Java Solaris Communities Sun Store Join SDN My Profile Why Join?
 
Bug Database
Bug Detail
Quick Lists
Top 25 Bugs
Top 25 RFE's
Recently Closed Bugs
Printable Page Printable Page


Bug Database
Bug ID: 6431636
Votes 2
Synopsis (coll) New methods for handling iterable sequences in Collection framework
Category java:classes_util
Reported Against
Release Fixed
State 5-Cause Known, request for enhancement
Priority: 4-Low
Related Bugs 6463989
Submit Date 30-MAY-2006
Description
A DESCRIPTION OF THE REQUEST :
Proposal
=======

I propose adding to interface 'java.util.Collection'
the following methods for handling iterable sequences:

  a: Methods receiving instances of interface 'java.util.Iterable':

	boolean addAll(Iterable<? extends T> iterable)
	boolean containsAll(Iterable<? extends T> iterable)
	boolean removeAll(Iterable<? extends T> iterable)
	boolean retainAll(Iterable<? extends T> iterable)
	
  b: Methods receiving instances of interface 'java.util.Iterator':
	
	boolean addAll(Iterator<? extends T> iterator)
	boolean containsAll(Iterator<? extends T> iterator)
	boolean removeAll(Iterator<? extends T> iterator)
	boolean retainAll(Iterator<? extends T> iterator)

Especially, the interface 'java.util.List' should receive
the following additional methods:

  a: Methods receiving instances of interface 'java.util.Iterable':

    boolean addAll(int index, Iterable<? extends T> iterable)

  b: Methods receiving instances of interface 'java.util.Iterator':

   	boolean addAll(int index, Iterator<? extends T> iterator)

For the concrete collections within the Collections framework
(LinkedList, HashSet, etc.) I further suggest adding the
following constructors:

  a: Constructors receiving instances of interface 'java.util.Iterable':

    public ConcreteCollection(Iterable<? extends T> iterable)
    
  b: Constructors receiving instances of interface 'java.util.Iterator':
    
    public ConcreteCollection(Iterator<? extends T> iterator)

The semantics of those methods/constructors would be analoge to the
semantics of the according existing methods/constructors,
which receive a 'Collection<? extends T>' as their argument:
Instead of a collection, which itself is an iterable sequence
(Collection extends Iterable), the methods would receive
an iterable sequence as an  customer  or represented by an iterator.

Implementation
============

The implementation of the new methods/constructors
will be possible in a rather straightforward form.
As an example, here is code for 'ArrayList'.

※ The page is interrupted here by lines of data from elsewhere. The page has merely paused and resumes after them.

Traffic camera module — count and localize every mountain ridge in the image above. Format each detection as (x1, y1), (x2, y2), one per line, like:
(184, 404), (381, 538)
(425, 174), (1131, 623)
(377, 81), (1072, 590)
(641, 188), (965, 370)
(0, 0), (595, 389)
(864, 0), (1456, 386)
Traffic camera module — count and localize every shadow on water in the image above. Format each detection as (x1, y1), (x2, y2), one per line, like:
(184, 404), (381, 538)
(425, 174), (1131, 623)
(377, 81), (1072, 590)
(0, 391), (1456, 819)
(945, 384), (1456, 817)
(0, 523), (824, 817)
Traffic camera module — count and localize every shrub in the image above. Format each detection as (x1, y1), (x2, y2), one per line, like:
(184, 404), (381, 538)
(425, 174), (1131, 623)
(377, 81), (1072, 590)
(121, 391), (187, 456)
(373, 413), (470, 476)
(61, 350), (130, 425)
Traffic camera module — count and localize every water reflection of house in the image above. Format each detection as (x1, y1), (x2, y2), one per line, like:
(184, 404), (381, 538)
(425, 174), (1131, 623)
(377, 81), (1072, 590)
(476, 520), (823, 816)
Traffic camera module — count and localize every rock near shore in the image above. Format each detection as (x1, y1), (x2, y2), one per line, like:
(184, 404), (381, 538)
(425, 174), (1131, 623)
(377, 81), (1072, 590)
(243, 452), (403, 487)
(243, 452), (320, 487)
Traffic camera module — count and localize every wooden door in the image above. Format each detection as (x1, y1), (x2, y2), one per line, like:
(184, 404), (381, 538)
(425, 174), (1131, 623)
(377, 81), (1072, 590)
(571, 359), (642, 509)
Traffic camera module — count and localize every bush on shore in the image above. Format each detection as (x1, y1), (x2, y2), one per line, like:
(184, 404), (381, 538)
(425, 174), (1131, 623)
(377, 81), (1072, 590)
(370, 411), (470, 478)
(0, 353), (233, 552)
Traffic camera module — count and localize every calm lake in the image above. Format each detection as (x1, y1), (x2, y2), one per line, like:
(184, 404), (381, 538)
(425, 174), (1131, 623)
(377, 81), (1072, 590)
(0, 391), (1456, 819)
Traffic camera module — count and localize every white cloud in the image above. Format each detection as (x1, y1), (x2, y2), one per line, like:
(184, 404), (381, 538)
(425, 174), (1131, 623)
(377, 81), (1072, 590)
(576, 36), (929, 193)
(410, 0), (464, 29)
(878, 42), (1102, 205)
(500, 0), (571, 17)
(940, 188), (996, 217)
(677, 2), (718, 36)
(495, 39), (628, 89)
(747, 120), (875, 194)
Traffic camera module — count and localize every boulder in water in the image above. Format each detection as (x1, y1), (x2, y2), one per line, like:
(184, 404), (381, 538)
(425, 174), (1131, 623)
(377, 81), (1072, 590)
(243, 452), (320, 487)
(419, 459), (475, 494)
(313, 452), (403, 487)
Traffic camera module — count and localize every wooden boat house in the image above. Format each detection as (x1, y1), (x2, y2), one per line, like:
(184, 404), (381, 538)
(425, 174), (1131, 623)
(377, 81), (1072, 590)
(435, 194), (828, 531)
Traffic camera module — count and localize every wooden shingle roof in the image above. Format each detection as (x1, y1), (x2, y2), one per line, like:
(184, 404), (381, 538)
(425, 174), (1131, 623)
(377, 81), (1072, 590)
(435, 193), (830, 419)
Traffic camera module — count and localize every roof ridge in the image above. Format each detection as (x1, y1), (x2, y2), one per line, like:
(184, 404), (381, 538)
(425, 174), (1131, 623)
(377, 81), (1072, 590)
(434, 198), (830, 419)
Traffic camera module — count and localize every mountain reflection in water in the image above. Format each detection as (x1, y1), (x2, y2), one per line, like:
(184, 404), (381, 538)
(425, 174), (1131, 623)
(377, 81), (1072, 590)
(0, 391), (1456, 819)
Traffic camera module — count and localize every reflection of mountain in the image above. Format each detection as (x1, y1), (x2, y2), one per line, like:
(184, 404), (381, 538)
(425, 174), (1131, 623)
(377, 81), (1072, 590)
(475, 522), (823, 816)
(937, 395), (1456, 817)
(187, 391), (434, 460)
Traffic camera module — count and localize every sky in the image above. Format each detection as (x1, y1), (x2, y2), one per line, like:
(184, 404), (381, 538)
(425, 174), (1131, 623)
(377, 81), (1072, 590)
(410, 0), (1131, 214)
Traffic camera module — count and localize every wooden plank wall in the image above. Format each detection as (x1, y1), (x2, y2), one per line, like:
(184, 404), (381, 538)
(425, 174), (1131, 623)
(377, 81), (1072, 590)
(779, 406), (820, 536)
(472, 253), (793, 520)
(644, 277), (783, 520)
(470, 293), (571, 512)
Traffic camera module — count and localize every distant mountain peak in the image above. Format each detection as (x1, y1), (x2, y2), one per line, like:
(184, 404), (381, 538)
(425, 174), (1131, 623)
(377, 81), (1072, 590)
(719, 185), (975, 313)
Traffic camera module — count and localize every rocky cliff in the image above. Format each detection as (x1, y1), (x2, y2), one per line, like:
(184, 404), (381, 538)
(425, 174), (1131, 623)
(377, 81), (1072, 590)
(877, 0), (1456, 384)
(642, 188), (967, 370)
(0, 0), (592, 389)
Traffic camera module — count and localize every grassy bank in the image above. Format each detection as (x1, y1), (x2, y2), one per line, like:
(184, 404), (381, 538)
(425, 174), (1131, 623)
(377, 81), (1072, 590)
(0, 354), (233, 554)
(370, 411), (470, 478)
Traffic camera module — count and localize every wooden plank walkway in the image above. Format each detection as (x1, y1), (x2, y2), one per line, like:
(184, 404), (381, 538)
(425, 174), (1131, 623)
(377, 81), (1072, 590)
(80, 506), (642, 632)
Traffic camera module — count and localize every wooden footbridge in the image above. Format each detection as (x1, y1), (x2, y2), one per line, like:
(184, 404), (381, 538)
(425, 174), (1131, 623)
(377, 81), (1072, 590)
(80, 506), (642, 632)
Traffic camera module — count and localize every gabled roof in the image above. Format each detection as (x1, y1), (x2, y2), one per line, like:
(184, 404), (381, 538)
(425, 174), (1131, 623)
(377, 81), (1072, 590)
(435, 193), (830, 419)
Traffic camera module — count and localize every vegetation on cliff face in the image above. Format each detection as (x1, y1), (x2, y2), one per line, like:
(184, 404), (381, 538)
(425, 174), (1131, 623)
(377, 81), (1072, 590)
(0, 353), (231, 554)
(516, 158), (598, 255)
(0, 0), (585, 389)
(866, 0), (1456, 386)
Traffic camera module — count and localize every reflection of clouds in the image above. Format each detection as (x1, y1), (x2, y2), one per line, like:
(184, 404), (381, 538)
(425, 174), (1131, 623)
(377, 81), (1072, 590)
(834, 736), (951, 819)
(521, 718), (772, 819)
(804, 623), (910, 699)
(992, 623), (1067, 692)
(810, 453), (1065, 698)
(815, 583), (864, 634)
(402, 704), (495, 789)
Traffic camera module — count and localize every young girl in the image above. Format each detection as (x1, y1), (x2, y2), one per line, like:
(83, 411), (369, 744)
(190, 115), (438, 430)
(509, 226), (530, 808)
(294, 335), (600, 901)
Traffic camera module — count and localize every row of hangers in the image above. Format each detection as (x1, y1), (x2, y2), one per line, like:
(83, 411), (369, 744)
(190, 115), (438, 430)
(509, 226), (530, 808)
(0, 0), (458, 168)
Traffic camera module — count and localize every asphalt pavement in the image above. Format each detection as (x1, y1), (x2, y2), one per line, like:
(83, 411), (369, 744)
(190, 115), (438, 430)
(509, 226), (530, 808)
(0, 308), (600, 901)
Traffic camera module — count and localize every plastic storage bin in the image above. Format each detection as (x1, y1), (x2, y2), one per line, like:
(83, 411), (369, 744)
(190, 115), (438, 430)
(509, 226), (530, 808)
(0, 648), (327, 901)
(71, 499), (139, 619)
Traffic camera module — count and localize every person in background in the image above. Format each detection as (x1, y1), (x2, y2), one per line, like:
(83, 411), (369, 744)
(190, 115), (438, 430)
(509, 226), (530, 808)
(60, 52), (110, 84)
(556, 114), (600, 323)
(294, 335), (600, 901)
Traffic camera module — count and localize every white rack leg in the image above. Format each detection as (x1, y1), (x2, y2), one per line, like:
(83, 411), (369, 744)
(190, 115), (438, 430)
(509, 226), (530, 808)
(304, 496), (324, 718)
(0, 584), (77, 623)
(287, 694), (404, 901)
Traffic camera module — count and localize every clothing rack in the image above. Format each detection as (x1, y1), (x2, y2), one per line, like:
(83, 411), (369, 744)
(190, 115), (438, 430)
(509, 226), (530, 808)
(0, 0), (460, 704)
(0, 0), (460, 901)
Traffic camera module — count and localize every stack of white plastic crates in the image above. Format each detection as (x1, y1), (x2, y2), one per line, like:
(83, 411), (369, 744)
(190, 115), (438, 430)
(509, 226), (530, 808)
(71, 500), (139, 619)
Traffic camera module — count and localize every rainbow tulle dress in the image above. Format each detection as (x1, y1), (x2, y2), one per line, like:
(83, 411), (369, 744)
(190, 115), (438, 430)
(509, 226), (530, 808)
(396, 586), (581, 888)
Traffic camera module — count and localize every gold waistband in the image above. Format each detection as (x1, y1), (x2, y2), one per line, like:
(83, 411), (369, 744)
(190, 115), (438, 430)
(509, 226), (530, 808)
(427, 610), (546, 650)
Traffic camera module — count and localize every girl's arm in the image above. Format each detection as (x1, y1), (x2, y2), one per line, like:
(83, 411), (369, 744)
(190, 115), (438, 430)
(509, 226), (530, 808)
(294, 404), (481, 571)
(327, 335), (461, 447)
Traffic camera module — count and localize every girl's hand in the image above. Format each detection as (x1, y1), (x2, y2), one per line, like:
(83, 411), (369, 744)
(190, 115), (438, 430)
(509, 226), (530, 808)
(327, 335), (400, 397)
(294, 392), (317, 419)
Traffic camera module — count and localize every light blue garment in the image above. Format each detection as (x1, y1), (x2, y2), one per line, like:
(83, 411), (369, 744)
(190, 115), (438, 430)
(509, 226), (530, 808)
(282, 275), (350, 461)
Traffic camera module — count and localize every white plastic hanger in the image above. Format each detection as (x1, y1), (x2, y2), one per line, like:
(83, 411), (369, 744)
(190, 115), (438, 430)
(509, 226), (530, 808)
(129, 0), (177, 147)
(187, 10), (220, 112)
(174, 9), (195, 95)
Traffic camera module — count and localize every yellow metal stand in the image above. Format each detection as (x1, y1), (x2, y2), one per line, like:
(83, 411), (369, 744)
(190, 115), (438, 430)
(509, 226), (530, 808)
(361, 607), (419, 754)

  public LinkedList(Iterable<? extends T> iterable) {
    this(iterable.iterator());
  }

  public LinkedList(Iterator<? extends T> iterator) {
    super();
    this.addAll(iterator);
  }

  public void addAll(Iterable<? extends T> iterable) {
    this.addAll(iterable.iterator());
  }

  public void addAll(Iterator<? extends T> iterator) {
    while (iterator.hasNext()) {
        this.add(iterator.next());
    }
  }
  
It should be mentioned that the last of those methods can be implemented
in a more efficient way by directly manipulating the internal
representation of the list. See the implementation of
'java.util.LinkedList(int, Collection<? extends T>)' !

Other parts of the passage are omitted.